Near-sightedness can help to prevent it, however. Not because those who are near-signed do not lose the ability to focus or are not affected by presbyopia, but because the degree of a person’s near-sightedness, depending on how severe it is, can partially or entirely compensate for the difficulties of seeing close-up that often come with age.
This is how ophthalmologist and eye surgeon Clara Londoño explains the aging eye condition, presbyopia, a physiological process that can affect anyone over the age of 40. This condition can appear along with other potential refractive errors such as farsightedness or most commonly, near-sightedness. Dr. Londoño explains that when presbyopia occurs simultaneously with near-sightedness, the symptoms associated with presbyopia become camouflaged.
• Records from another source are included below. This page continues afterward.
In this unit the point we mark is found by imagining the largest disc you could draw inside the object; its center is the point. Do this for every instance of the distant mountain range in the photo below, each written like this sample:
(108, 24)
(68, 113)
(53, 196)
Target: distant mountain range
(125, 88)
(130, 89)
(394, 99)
Until the problem is corrected with glasses or contacts, the more near-sighted you are, the easier it is to see things up close, which is the same symptom of presbyopia. This is why it is common for someone who is near-sighted to take off their glasses to read texts up-close.
On the other hand, the blurry vision of objects in the distance that is a part of near-sightedness is not affected by presbyopia. Surgery for near-sightedness is therefore an option to consider for those who are at the right age to suffer from presbyopia, while keeping in mind that the symptoms of presbyopia may later appear.